Baskara terdiam. Sesak.

“Dia ingin kau menderita. Pantas saja,” lanjut Feri.

Dan kemudian… kalimat-kalimat kotor mulai keluar.

Ucapan menjijikkan tentang Naya.

Tawa-tawa kasar.

Tangan mereka menunjuk-nunjuk.

Mereka bahkan terang-terangan menawar tubuh istrinya seolah barang dagangan murahan.

“Cukup!!!” suara Baskara pecah. Napasnya memburu.

Ia melangkah maju, meninju wajah Feri.

Bam!

Bam!

Bam!

Tawa itu berubah jadi jeritan.
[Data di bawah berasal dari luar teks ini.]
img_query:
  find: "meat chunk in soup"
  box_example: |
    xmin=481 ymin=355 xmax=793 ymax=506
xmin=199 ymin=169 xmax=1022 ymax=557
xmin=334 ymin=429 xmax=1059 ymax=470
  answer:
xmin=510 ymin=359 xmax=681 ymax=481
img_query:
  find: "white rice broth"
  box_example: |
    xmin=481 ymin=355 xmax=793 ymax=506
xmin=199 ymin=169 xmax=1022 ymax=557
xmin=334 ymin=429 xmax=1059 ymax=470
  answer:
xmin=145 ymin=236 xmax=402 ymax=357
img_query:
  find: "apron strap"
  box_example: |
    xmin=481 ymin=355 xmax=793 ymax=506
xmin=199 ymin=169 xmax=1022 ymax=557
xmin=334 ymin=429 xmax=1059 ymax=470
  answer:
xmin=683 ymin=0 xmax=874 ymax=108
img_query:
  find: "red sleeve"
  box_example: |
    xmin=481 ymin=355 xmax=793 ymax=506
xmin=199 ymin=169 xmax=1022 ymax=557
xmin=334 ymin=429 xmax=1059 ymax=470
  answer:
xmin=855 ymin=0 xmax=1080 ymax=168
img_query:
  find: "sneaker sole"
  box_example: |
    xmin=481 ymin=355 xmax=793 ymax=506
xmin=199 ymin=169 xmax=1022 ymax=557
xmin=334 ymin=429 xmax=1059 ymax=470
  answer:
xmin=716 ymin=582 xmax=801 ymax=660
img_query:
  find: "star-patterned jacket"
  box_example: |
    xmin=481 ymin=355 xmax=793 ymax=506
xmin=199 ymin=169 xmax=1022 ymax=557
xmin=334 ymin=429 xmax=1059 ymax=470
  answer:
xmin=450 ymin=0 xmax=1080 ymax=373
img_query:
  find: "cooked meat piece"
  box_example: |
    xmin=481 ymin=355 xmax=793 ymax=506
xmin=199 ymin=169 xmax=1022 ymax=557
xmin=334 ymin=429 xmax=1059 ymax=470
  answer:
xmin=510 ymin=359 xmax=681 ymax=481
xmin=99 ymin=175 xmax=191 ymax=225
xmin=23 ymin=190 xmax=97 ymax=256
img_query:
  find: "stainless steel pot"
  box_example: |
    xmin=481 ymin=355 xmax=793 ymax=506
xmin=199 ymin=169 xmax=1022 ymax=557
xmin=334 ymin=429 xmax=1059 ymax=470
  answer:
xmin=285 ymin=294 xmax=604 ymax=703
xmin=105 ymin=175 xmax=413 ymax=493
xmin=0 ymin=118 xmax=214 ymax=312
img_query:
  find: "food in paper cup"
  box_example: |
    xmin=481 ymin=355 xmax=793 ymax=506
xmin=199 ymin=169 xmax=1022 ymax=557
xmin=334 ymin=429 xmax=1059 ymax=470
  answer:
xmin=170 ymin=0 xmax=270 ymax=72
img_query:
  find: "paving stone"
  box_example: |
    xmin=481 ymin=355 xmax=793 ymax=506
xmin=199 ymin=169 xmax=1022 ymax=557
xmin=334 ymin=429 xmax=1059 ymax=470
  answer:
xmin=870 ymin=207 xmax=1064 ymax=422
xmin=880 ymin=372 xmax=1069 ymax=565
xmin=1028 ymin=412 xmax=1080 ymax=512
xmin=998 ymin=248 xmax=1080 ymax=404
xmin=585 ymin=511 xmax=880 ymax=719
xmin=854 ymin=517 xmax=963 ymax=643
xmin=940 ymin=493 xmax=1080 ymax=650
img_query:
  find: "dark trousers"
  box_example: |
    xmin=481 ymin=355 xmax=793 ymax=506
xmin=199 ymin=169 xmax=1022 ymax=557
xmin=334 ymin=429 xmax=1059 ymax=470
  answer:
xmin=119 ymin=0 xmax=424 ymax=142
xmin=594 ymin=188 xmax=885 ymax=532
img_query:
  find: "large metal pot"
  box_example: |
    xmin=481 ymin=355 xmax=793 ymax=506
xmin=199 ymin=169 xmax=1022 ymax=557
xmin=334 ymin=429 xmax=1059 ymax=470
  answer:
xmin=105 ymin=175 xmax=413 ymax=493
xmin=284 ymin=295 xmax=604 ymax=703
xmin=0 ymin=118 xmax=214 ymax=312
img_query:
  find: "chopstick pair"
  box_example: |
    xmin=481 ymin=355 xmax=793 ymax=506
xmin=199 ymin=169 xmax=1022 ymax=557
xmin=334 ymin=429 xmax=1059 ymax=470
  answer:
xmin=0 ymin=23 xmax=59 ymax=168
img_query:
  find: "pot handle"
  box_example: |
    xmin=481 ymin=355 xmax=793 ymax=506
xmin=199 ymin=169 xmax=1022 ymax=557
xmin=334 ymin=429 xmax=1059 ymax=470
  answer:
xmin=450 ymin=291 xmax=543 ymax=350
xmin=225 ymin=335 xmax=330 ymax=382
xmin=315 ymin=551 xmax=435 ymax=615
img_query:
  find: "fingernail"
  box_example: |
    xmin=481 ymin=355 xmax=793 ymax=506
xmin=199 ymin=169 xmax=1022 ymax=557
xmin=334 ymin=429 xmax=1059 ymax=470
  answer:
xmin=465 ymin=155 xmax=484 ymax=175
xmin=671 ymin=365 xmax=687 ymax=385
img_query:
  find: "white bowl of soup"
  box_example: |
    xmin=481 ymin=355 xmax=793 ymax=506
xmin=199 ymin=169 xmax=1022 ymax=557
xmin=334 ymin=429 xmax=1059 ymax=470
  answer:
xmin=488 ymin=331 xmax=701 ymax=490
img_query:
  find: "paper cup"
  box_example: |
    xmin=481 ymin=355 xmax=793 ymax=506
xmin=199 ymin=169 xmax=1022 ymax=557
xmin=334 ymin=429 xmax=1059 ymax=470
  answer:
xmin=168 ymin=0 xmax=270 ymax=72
Darah segar muncrat dari hidung Feri.

“Dasar brengsek, Baskara!” tetiak Feri sambil kabur keluar, memanggil satpam.

Puluhan satpam pun datang, menyerbu ruangan. Mereka menghajar Baskara tanpa peringatan.

Tendangan. Pukulan. Tonjokan.

Hingga tubuh Baskara terguling di lantai.

Feri berdiri di depan pintu, menatap puas. Ia membuka resleting celananya, lalu… mengencingi tubuh Baskara yang terkapar.

“Sampah tetaplah sampah,” katanya dingin. “Buang dia ke TPS. Biar ketemu teman-temannya di sana.”

Tawa kasar kembali terdengar.

Dan Baskara, dengan tubuh remuk dan wajah berlumur darah, hanya bisa memejamkan mata.

Dunia tiba-tiba terasa berat. Gelap. Sesak.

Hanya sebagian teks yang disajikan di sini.